The artwork for Gimmie Trouble, Adult.’s latest LP, features three pairs of antlers protruding like legs from blank mounds, not unlike the neutered crotch of a Ken doll. A pasty phantom hand holding a handkerchief reaches up to wipe a bronze plaque, which conveys the band name and album title. Inside are other images of cabin fever, all in dispassionate, monochromatic brown. The back cover lists the song titles on stationary from the desk of Helen Bach.

“She’s someone … we know,” says Adam Miller, one third of the Detroit electro-punk group, implying that he feels more comfortable keeping Bach’s identity under wraps.

“She lives in the thumb,” offers band member Nicola Kuperus—the “thumb” being the region of the Michigan mitten that looks like, well, a thumb.

“She’s sort of like Bloody Mary. Except she’s real,” adds Sam Consiglio, rounding out the trio.

An avid shutterbug (she’s a freelance fashion and music photographer for Planet E Communications, BPM, The Wire, and more), Kuperus created Gimmie Trouble’s sterile visual element, which is an extension of the skull-and-crow, still-death imagery found within the band’s Thrill Jockey Records debut, the D.U.M.E. EP.

Beyond Kuperus’ recognizable aesthetic blend of corpse-cold noir poses and painfully detached imagery are 12 new songs. At times, the analog synthesizers strike the ear with characteristically paranoid laser-light precision. At others, the sounds squiggle like sparklers, complete with smoke and tracers. Similarly, the beats either maintain the band’s typical rubbery bounce, or they drag—echoed and distorted—like they’re half underwater. Most of the tracks incorporate a bit of both in an attempt to make the songs more fun for the band to play live. Consiglio (of Tamion 12 Inch) is also a new addition to the mix. Adult. previously consisted of Kuperus and Miller as a husband-and-wife team. The two invited Consiglio and his guitar along for the ride when they realized their new songs needed an extra set of hands.

I used to have this joke that when we would go on tour, I would come off stage and there would be a group of people waiting by the side of the stage to beat me up,” says Consiglio. “They’d be like, ‘You ruined Adult. Adult. is Adam and Nicola, and that’s it.’”

Another major development on Gimmie Trouble is Kuperus’ voice, which has stretched way beyond its former electro-monotone to a full-on punk wail. Although it’s a bit jarring at first, her vox burrows into your brain, making itself comfortable after a few listens. The breathy conclusion to “Turn into Fever” even conjures comparison to PJ Harvey’s psychotic rant from “Rid of Me.” After viewing Metallica: Some Kind of Monster, a documentary chronicling the recording of Metallica’s St. Anger, Kuperus said she took notice of James Hetfield’s thorough vocal preparations and was inspired to scour eBay for vocal warm-up tapes.

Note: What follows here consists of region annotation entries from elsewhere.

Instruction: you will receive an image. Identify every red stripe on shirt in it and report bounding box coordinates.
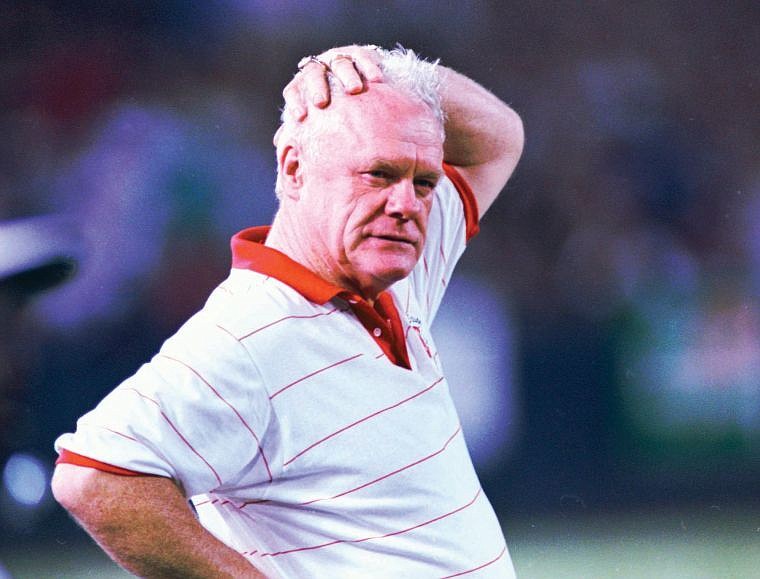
[123,388,222,485]
[282,377,443,466]
[269,353,363,400]
[237,308,340,341]
[299,427,462,506]
[441,545,507,579]
[443,163,480,241]
[158,354,272,482]
[261,489,483,557]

The trio wrote and recorded Gimmie Trouble over three months inside the historic home Kuperus and Miller recently purchased in Detroit. The house was built for a family and then served as a photography studio and telemarketing center for 50-odd years. The couple is in the process of converting it back into a home and has finished the recording-studio portion of the project. The dining room, which was previously a darkroom, is in the process of renovation. The table is partially set for a dinner party—the “set” for Adult.’s first proper music video (“In My Nerves”), which will be shot the following day. Miller explains the plot as “a formal, awkward dinner that goes awry.”

The majority of DIW’s interview takes place inside a cement-block addition with 13-foot-high ceilings that used to be the photo studio. While recording the album, Adult. used the room as a racquetball court.

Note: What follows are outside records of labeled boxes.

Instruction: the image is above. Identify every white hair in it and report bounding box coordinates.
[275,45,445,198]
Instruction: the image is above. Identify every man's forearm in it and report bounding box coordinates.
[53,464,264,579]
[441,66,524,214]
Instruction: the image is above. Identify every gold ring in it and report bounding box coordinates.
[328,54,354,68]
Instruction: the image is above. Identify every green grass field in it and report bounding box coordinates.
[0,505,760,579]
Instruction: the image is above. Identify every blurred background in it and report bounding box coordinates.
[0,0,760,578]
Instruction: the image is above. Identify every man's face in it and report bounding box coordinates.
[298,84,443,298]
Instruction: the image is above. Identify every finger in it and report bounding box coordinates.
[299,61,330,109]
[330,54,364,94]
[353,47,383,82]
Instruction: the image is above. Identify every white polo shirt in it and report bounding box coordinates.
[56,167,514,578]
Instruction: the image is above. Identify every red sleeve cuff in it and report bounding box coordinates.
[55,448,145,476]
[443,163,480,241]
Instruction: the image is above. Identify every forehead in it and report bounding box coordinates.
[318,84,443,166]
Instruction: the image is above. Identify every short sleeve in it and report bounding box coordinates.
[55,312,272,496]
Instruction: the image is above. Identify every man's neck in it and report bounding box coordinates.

“It was funny because we’re all just totally un-athletic,” says Consiglio. “We’d play tag with the racquetballs. We would try to hit each other with the balls.”

Picturing the trio cooped up in this unfinished space for three months of a brutal Michigan winter to create an album as claustrophobic and energetic as Gimmie Trouble, one can imagine that a few rounds of racquetball might have prevented an actual case of cabin fever. As another possible antidote, the band is embarking on its biggest tour to date in support of the new record. The four-month tour will take them throughout North America and Europe. Although the three have a definite sense of home—their musing about Detroit alone could fill an entire magazine—touring is what they do best, and it’s often their inspiration.

“We played in Moscow, and a guy came up to me and hugged me, says Miller. “In broken English he said, ‘I never heard of you before tonight, and you changed something right here [touching his chest], and you will have changed it forever.’ I just teared up. … As hokey as it sounds, bands like PiL and Dead Kennedys changed my life when I was 14 or 15, and I’ve never gone back. I would only hope that I could corrupt someone else like that. I was inspired, and I hope to inspire.”